Robot Unicorn Attack is a shameless Canabalt clone. Well, that's not quite true. I Must Run is a shameless Canabalt clone. Robot Unicorn Attack is just a gleeful mad riff on Canabalt, which has the frenzied energy of something that seemed like a good idea when someone brought it up in the pub, prompting a mass of gags between all the devs, before they went into work the next day and - through a just-so disassociating hangover - coded the whole bloody thing and then left it to the lawyers to worry about licensing the Erasure song.
The idea is simple. You run from left to right, in an infinitely scrolling world of random. If you hit anything, you die. Which is the first main difference from Canabalt, where momentum management was a key part of the game. If you hit something you explode, sending your crying unicorn head to its bloody doom. The difference changes the character of the game, and for my money increases the excitement. Losing momentum is boring. Like an inexperienced teenager rushing orgasm-ward, Robot Unicorn Attack starts fast and then only accelerates towards its prematurely sticky conclusion. The question is how long you can delay that moment.

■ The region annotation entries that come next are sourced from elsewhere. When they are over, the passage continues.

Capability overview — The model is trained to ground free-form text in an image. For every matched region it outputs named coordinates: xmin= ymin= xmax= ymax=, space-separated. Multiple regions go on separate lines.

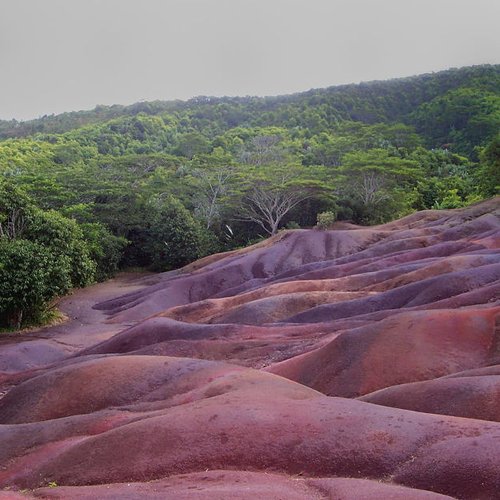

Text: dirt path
xmin=0 ymin=273 xmax=152 ymax=374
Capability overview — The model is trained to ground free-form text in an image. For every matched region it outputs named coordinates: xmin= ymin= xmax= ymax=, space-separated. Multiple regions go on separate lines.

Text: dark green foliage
xmin=0 ymin=181 xmax=95 ymax=328
xmin=0 ymin=65 xmax=500 ymax=322
xmin=80 ymin=222 xmax=129 ymax=281
xmin=145 ymin=196 xmax=215 ymax=271
xmin=477 ymin=134 xmax=500 ymax=196
xmin=0 ymin=238 xmax=71 ymax=328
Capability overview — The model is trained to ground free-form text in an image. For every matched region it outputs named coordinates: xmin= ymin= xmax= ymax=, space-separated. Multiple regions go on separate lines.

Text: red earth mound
xmin=0 ymin=198 xmax=500 ymax=499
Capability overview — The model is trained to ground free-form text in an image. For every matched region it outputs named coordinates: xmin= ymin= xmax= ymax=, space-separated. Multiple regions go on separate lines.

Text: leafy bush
xmin=317 ymin=211 xmax=337 ymax=230
xmin=0 ymin=181 xmax=96 ymax=328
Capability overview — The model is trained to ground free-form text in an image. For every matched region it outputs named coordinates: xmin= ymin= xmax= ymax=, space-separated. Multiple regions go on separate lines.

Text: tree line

It differs from inexperienced sex in a key way - dolphins appear partway though. Dolphins don't appear during sex, unless Miami's American Football team are latecomers for an orgy you've organised. Or if you're having an affair with a dolphin, and its spouse comes home half way through. Oh noes!
The second change is that rather than a one-button game, it's a two. One for jump, two for charging forward. Also, the jump is doubled. Yes, the game allows you to double-jump, which - as my good friend John Walker will argue at the slightest provocation - automatically improves anything. There would be no suicide precipitated by clinical depression if we could actually double-jump on Earth. Truth. The charge allows you to bash through obstacles, streaming rainbow colours behind you. It also allows you to zap forward briefly, so getting through a precise point or grabbing (the third change) a floating fairy which boosts your score. The game's really about chaining jumps and charges together to do exactly what you want.
The other noticeable difference is that you play a Robot Unicorn. Obv.
He's a charismatic lead. I don't suggest you Google for fanart with SafeSearch off - unless you've got a thing about engorged and rampant rainbow-haired unicorns, in which case you're sorted for an afternoon of onanism - but enormous amounts of it exists. He leaps and bounds, mane colour-circling all the while, proud desperation personified. He knows, as the game puts it, that persistence is futile, but he has a dream to chase anyway.